Function to pretty print a data frame
Some dataframes have muliple lines of text in a column. This function prints those nicer for human readers.
from IPython.display import display, HTML
def print_df(df):
"""This function prints a dataframe
that has newline characters in a column a little nicer in a notebook"""
# https://stackoverflow.com/questions/50644066/pandas-dataframe-and-multi-line-values
return display(HTML(df.to_html().replace("\\n", "<br>")))
Function to get the code text
This function evaluates a FHIRPath expression against a resource to return the text associated with the code. We use this to provide a quick idea of what this resource is about.
def get_code_text(resource) -> str:
if txt := evaluate_fhir_path(
resource,
"Condition.code.text | "
"AllergyIntolerance.code.text | "
"MedicationStatement.medication.text",
):
return txt[0]
return np.NaN
Retrieve Derived Resources
When nlp-insights creates a derived resource, it adds an insight summary extension to the resource. The summary extension contains the insight id for the insight that created the resource. We need this ID to locate the details of the insight (The details are stored in the resource's meta element). The insight identifier's system and value will be used together to uniquely identify the insight.

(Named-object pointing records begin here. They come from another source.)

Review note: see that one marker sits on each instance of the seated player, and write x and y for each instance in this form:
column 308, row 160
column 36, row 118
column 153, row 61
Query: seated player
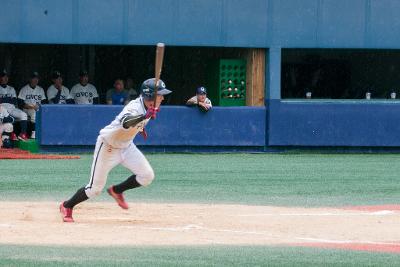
column 30, row 98
column 57, row 93
column 200, row 100
column 84, row 92
column 6, row 128
column 117, row 95
column 8, row 99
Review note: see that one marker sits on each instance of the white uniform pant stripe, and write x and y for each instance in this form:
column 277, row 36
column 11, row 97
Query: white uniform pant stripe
column 94, row 166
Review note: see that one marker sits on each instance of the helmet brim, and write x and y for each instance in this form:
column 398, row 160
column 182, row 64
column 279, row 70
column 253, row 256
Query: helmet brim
column 164, row 91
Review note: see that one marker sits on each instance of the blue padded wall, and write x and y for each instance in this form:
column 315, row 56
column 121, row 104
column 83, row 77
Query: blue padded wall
column 174, row 126
column 347, row 123
column 236, row 23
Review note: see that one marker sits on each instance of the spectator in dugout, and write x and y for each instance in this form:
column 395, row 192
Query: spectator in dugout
column 117, row 95
column 30, row 98
column 6, row 128
column 8, row 100
column 200, row 100
column 57, row 93
column 84, row 92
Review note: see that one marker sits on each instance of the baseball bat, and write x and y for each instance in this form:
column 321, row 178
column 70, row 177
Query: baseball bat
column 158, row 67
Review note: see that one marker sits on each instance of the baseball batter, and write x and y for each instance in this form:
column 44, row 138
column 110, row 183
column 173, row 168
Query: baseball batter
column 84, row 92
column 31, row 97
column 114, row 146
column 57, row 93
column 8, row 99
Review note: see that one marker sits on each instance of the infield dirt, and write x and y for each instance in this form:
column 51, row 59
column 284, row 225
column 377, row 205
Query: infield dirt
column 105, row 224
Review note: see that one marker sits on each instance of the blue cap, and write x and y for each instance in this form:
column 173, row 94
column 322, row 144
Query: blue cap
column 34, row 74
column 55, row 75
column 201, row 90
column 83, row 73
column 3, row 73
column 148, row 87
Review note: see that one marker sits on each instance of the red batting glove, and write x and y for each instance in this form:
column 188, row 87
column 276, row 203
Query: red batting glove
column 144, row 134
column 152, row 113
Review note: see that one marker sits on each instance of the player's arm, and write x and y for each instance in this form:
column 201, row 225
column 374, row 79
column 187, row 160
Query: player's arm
column 56, row 98
column 128, row 120
column 8, row 119
column 192, row 101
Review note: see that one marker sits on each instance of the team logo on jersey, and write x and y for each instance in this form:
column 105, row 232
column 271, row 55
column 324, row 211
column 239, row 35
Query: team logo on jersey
column 84, row 94
column 34, row 97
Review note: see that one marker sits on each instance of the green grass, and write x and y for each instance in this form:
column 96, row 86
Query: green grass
column 260, row 179
column 189, row 256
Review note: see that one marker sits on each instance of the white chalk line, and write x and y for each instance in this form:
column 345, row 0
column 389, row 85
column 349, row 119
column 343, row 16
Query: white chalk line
column 332, row 241
column 191, row 227
column 375, row 213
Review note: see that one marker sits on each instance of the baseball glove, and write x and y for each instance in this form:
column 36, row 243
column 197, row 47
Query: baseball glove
column 203, row 108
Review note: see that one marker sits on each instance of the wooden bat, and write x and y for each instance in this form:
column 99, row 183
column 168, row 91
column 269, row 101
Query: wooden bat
column 158, row 67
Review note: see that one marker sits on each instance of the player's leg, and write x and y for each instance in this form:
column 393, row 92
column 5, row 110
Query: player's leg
column 32, row 118
column 5, row 132
column 22, row 117
column 104, row 159
column 143, row 174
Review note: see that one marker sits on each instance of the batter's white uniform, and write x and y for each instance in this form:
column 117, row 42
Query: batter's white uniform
column 9, row 92
column 114, row 146
column 4, row 127
column 32, row 96
column 52, row 91
column 193, row 101
column 83, row 94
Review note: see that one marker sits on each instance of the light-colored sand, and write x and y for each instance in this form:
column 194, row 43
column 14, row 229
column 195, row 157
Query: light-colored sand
column 105, row 224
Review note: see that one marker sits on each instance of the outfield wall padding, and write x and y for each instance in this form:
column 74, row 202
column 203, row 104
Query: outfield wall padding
column 174, row 126
column 358, row 123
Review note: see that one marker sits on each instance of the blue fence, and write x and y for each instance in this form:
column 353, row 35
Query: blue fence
column 175, row 126
column 237, row 23
column 336, row 123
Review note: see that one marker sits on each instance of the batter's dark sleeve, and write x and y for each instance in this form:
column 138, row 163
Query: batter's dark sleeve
column 129, row 120
column 56, row 99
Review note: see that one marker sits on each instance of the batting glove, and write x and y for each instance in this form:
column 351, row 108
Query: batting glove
column 152, row 113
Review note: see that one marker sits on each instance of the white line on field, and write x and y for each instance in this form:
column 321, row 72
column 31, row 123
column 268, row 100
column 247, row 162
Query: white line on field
column 191, row 227
column 331, row 241
column 375, row 213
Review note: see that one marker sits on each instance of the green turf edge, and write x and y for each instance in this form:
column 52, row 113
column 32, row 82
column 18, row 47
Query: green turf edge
column 15, row 255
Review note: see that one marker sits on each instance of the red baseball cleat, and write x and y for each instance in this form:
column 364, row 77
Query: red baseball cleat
column 23, row 137
column 66, row 213
column 118, row 197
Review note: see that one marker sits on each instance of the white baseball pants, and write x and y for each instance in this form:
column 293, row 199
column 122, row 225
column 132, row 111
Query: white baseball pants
column 31, row 114
column 6, row 127
column 105, row 158
column 18, row 114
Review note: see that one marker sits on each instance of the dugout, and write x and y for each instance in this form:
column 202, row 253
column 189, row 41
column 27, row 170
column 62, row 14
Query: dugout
column 346, row 39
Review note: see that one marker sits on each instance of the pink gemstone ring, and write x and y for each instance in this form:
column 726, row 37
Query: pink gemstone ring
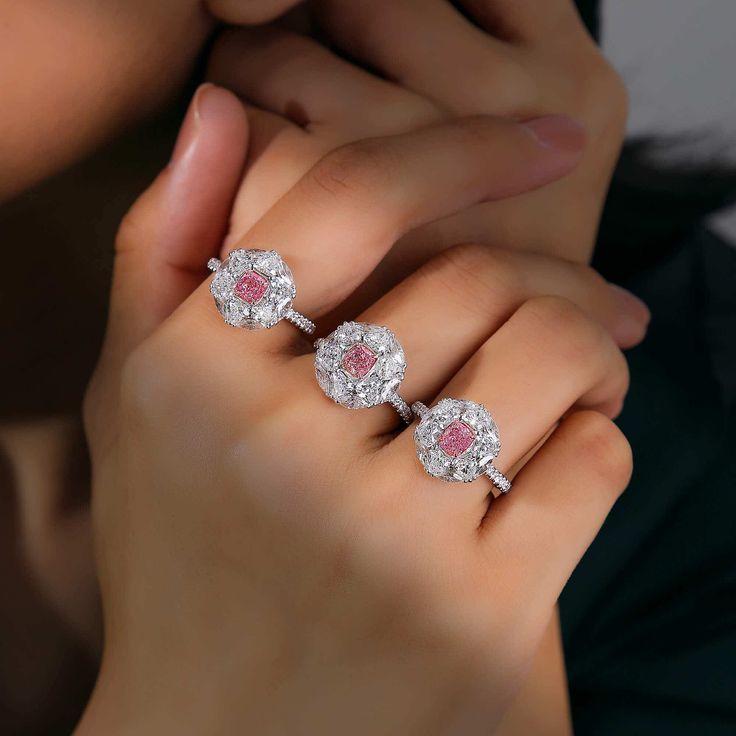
column 255, row 289
column 458, row 441
column 360, row 366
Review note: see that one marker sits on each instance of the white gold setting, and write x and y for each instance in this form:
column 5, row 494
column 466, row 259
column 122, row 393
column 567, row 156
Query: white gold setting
column 457, row 441
column 255, row 289
column 360, row 365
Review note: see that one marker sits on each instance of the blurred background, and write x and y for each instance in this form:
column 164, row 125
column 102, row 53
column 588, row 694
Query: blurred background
column 674, row 193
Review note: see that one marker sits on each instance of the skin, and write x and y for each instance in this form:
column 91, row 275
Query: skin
column 279, row 577
column 518, row 59
column 128, row 58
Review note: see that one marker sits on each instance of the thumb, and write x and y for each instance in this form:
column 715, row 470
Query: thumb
column 165, row 240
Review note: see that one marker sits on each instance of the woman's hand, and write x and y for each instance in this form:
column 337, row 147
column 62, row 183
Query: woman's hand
column 273, row 563
column 531, row 59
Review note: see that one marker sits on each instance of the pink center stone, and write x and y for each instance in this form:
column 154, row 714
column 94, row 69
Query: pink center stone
column 359, row 360
column 251, row 287
column 456, row 438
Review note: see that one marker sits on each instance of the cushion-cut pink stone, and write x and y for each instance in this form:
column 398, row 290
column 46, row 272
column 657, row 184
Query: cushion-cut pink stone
column 359, row 360
column 456, row 438
column 251, row 287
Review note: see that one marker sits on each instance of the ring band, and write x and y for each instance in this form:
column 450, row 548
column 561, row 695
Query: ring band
column 255, row 289
column 360, row 366
column 457, row 441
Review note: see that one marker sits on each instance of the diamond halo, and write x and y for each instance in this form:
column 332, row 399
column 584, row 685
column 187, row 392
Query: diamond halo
column 456, row 440
column 361, row 365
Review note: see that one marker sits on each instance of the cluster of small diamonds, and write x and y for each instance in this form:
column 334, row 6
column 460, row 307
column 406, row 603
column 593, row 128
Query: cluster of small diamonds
column 348, row 374
column 242, row 298
column 300, row 321
column 499, row 479
column 468, row 435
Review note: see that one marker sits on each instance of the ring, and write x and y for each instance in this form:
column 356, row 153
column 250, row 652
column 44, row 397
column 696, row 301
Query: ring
column 360, row 366
column 255, row 289
column 458, row 441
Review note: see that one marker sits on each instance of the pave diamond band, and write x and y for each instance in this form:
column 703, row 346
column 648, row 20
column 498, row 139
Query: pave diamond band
column 255, row 289
column 457, row 441
column 361, row 365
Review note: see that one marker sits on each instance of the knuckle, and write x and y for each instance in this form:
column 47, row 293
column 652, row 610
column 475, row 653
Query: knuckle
column 557, row 319
column 604, row 94
column 353, row 171
column 604, row 448
column 131, row 232
column 472, row 268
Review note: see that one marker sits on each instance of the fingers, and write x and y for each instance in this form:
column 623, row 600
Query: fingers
column 179, row 221
column 462, row 297
column 546, row 359
column 524, row 20
column 537, row 534
column 338, row 222
column 296, row 77
column 429, row 47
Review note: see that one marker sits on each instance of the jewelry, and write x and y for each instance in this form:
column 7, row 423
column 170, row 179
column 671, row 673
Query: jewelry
column 458, row 441
column 255, row 289
column 361, row 365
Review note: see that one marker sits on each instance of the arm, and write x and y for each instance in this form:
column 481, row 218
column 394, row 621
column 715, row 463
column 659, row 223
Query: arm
column 74, row 73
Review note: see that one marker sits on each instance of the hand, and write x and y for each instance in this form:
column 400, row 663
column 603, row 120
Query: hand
column 272, row 563
column 533, row 59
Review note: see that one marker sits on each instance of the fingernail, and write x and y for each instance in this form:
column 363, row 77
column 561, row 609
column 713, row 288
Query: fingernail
column 557, row 131
column 208, row 102
column 632, row 318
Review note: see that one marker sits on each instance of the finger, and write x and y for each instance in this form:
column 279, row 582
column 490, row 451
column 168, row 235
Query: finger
column 279, row 154
column 250, row 12
column 338, row 222
column 298, row 78
column 429, row 47
column 179, row 221
column 524, row 20
column 462, row 297
column 546, row 359
column 537, row 534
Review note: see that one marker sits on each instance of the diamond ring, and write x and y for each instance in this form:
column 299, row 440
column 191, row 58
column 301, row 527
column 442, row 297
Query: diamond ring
column 361, row 365
column 255, row 289
column 458, row 441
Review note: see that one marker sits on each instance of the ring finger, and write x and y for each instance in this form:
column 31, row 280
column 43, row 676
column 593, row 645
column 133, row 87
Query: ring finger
column 338, row 222
column 546, row 359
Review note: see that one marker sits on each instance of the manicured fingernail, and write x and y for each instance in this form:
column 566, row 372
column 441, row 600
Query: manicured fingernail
column 557, row 131
column 632, row 318
column 209, row 102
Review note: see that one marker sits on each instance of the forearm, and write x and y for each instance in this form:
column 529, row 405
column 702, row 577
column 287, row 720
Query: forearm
column 542, row 705
column 76, row 72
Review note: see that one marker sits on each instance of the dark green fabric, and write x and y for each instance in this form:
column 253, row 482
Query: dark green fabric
column 649, row 616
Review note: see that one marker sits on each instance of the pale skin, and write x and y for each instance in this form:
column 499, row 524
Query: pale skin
column 482, row 223
column 336, row 588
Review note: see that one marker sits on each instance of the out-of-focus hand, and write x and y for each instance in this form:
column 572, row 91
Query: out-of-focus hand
column 516, row 58
column 273, row 563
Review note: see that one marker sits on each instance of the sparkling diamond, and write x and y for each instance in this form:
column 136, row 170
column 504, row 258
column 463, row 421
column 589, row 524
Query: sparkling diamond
column 359, row 360
column 456, row 439
column 251, row 287
column 360, row 365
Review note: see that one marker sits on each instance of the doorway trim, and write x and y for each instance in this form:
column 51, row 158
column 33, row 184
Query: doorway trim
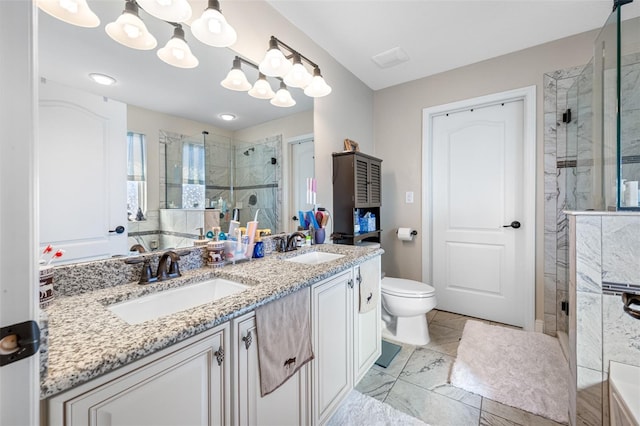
column 528, row 96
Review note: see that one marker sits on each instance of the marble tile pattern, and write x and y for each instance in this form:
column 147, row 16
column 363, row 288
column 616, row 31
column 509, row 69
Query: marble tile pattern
column 416, row 382
column 86, row 340
column 607, row 248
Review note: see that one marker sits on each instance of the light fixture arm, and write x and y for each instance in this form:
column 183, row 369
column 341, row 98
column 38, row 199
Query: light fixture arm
column 275, row 42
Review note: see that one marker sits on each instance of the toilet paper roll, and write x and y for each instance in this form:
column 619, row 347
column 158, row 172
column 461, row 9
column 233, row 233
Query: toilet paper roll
column 405, row 234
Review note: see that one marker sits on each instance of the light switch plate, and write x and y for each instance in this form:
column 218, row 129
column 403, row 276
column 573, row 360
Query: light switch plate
column 408, row 197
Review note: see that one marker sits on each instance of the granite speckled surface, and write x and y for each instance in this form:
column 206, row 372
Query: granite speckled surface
column 86, row 340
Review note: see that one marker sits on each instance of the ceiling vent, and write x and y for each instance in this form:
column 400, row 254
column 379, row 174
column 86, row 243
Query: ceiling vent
column 390, row 58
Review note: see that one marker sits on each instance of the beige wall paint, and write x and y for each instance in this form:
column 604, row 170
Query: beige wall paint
column 346, row 113
column 398, row 139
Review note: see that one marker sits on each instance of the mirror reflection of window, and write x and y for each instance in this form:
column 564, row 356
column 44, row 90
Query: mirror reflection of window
column 193, row 184
column 136, row 176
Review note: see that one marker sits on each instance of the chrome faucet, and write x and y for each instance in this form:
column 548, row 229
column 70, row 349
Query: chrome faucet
column 137, row 247
column 291, row 241
column 174, row 268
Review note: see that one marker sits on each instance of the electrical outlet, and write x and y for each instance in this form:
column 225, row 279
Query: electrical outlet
column 408, row 199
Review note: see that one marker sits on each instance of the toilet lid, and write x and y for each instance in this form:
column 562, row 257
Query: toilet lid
column 404, row 287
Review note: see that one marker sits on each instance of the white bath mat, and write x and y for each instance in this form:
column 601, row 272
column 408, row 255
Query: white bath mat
column 518, row 368
column 362, row 410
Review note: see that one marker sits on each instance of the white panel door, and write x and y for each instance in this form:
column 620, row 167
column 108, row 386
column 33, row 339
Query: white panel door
column 82, row 172
column 477, row 189
column 19, row 381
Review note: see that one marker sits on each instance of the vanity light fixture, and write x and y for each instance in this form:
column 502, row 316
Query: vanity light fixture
column 74, row 12
column 212, row 28
column 274, row 64
column 176, row 52
column 283, row 97
column 261, row 88
column 167, row 10
column 298, row 76
column 318, row 87
column 236, row 79
column 129, row 30
column 102, row 79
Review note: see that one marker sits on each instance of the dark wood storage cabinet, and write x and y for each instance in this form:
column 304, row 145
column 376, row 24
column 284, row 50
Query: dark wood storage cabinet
column 357, row 184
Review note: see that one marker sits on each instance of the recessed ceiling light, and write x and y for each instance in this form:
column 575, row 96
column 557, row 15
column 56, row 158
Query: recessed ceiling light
column 103, row 79
column 227, row 117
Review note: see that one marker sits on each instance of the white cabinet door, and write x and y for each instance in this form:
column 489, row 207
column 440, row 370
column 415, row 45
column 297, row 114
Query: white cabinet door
column 187, row 387
column 82, row 172
column 331, row 322
column 367, row 342
column 287, row 405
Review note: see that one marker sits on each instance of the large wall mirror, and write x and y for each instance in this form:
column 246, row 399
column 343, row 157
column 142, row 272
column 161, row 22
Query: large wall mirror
column 178, row 112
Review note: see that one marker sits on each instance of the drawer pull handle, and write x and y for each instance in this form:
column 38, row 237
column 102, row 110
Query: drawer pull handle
column 247, row 340
column 219, row 355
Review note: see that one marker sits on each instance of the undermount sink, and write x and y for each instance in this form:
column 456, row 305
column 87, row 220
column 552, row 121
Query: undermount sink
column 156, row 305
column 314, row 257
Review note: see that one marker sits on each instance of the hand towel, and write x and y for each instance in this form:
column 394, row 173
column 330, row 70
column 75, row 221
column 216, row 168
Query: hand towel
column 369, row 294
column 284, row 339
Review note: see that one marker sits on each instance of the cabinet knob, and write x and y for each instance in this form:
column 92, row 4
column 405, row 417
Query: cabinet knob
column 219, row 355
column 247, row 340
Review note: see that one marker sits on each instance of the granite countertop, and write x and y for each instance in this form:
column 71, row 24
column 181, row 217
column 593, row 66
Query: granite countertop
column 85, row 340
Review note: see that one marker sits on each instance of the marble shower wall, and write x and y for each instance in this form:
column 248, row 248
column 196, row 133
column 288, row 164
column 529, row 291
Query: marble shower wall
column 258, row 181
column 559, row 181
column 604, row 260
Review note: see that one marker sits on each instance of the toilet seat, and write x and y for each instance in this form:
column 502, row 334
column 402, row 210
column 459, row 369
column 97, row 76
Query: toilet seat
column 406, row 288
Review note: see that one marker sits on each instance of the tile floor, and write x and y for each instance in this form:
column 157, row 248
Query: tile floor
column 416, row 383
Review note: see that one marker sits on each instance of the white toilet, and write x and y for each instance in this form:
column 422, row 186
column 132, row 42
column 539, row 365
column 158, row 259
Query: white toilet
column 405, row 304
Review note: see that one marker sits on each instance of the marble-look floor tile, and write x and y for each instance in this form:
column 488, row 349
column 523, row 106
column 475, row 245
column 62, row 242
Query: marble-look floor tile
column 427, row 369
column 515, row 415
column 488, row 419
column 376, row 384
column 431, row 407
column 444, row 339
column 398, row 363
column 458, row 394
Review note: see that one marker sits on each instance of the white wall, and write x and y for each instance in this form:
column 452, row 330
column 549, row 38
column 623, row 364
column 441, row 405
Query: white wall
column 398, row 139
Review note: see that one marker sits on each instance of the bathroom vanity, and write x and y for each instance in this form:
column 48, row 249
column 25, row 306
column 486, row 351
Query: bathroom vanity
column 200, row 366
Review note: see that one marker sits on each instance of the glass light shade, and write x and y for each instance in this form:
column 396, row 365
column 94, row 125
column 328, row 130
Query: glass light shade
column 74, row 12
column 318, row 87
column 262, row 89
column 103, row 79
column 275, row 64
column 212, row 28
column 298, row 76
column 130, row 31
column 177, row 53
column 167, row 10
column 283, row 97
column 236, row 80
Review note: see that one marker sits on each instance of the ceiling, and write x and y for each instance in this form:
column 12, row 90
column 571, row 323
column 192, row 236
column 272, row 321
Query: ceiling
column 436, row 36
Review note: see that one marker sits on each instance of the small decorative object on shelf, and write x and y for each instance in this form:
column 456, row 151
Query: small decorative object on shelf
column 350, row 145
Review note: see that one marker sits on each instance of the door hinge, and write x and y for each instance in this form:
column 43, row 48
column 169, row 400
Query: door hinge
column 18, row 341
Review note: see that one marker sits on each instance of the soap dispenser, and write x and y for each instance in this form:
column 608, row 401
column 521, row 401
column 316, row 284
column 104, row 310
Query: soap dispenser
column 201, row 241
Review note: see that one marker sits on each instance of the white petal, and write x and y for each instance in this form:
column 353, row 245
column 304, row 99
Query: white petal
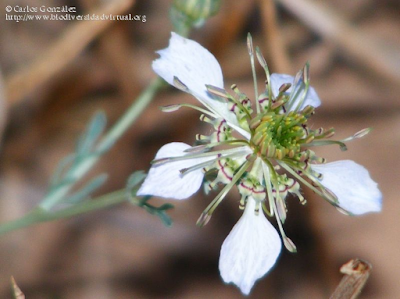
column 351, row 183
column 311, row 99
column 250, row 250
column 165, row 180
column 195, row 66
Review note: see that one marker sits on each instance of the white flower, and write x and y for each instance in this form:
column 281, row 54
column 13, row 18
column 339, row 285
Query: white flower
column 350, row 182
column 273, row 139
column 250, row 250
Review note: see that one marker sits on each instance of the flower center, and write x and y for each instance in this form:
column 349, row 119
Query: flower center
column 276, row 135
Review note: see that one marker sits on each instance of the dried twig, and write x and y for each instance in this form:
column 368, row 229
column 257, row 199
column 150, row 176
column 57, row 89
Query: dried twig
column 16, row 291
column 3, row 107
column 64, row 50
column 273, row 38
column 115, row 46
column 356, row 275
column 233, row 19
column 362, row 48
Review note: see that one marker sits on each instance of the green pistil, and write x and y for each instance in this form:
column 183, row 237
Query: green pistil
column 277, row 135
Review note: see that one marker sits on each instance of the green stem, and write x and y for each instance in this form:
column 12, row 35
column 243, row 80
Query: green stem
column 107, row 141
column 39, row 215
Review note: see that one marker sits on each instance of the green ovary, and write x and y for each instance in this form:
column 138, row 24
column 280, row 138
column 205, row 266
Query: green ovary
column 278, row 135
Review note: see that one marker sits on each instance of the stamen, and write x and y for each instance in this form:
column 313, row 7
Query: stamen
column 357, row 135
column 331, row 199
column 170, row 108
column 244, row 150
column 253, row 69
column 204, row 147
column 263, row 63
column 218, row 91
column 175, row 107
column 206, row 215
column 342, row 146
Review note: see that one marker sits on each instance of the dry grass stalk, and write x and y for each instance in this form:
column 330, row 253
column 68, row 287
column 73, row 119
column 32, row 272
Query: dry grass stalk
column 362, row 48
column 356, row 273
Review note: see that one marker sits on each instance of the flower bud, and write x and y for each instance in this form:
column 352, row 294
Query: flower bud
column 187, row 13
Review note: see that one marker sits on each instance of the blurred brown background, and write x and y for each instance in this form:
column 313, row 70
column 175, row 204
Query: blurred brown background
column 56, row 74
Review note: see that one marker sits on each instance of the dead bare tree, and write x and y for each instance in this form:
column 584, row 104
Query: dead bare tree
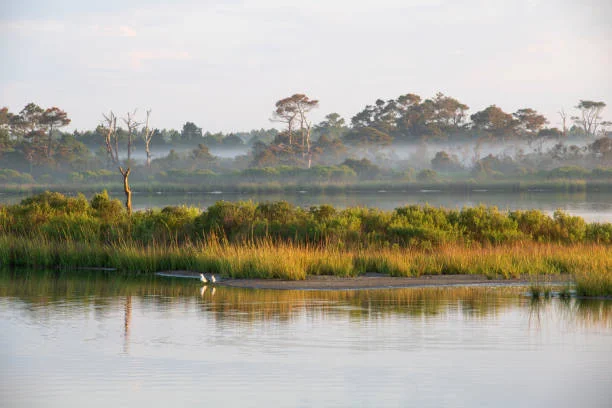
column 132, row 125
column 110, row 127
column 126, row 188
column 147, row 135
column 563, row 123
column 303, row 105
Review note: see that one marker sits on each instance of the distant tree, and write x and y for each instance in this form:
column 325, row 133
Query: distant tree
column 5, row 137
column 529, row 120
column 445, row 162
column 363, row 167
column 29, row 119
column 563, row 116
column 367, row 136
column 333, row 126
column 53, row 118
column 448, row 112
column 590, row 116
column 232, row 140
column 602, row 148
column 191, row 132
column 328, row 149
column 201, row 155
column 72, row 153
column 212, row 139
column 286, row 112
column 495, row 122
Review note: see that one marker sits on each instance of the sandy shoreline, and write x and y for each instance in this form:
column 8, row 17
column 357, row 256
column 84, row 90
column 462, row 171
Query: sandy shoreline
column 369, row 281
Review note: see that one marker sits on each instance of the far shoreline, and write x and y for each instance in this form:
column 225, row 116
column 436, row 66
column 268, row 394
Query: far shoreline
column 373, row 281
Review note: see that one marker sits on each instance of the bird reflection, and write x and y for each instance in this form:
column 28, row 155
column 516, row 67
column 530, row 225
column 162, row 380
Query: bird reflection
column 127, row 320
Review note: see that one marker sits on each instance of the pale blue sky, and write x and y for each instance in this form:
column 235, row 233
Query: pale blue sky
column 223, row 64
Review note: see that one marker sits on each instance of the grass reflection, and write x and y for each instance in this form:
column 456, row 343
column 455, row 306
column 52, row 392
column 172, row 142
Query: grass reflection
column 48, row 291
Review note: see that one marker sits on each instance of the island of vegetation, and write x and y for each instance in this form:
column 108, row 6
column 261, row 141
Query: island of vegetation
column 407, row 143
column 278, row 240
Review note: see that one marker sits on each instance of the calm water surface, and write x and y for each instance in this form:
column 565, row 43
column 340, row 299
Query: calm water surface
column 592, row 206
column 91, row 340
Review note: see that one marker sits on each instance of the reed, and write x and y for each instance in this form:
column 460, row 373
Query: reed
column 590, row 265
column 277, row 240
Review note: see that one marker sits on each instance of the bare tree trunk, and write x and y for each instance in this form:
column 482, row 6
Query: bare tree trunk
column 111, row 122
column 129, row 148
column 49, row 142
column 126, row 188
column 131, row 125
column 148, row 134
column 563, row 119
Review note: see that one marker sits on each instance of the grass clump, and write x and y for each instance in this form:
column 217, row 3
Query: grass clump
column 278, row 240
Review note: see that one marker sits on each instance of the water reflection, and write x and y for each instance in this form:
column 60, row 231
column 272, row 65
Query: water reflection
column 46, row 293
column 67, row 336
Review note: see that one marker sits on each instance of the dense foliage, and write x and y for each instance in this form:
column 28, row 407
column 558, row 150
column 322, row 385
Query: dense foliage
column 101, row 219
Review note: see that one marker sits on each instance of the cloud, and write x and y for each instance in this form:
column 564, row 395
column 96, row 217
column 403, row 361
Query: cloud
column 140, row 57
column 32, row 26
column 114, row 31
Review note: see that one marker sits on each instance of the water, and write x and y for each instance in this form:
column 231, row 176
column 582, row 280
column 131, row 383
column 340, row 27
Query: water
column 592, row 206
column 93, row 340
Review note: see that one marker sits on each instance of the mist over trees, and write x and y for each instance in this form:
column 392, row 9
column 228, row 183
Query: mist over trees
column 405, row 138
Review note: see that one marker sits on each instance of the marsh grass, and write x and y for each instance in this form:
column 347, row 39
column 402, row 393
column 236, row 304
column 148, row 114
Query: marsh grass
column 280, row 241
column 589, row 265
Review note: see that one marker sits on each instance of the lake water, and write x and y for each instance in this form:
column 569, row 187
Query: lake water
column 592, row 206
column 94, row 340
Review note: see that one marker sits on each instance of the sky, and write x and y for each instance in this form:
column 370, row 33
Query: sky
column 223, row 64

Function Retrieve Insight Identifier from summary extension
This function evaluates a FHIRPath exrpression to compute the insight id's system and value in the summary extension.
def get_derived_resource_insight_id(resource):
"""returns a string value with 'system, value' for the insight id."""
expr_str = (
f"extension('{summary_ext_url}').where("
f" extension('{category_ext_url}').value.coding.code = 'natural-language-processing'"
f")"
f".extension('{insight_id_ext_url}').value.select(system + ',' + value)"
)
insights = evaluate_fhir_path(resource, expr_str)
return insights if insights else np.NaN
Construct Data Frame
This dataframe contains rows for derived resources. The insight identifier's system and value are included as columns. We'll use this information to reteive the evidence for the insight that caused the resource to be derived.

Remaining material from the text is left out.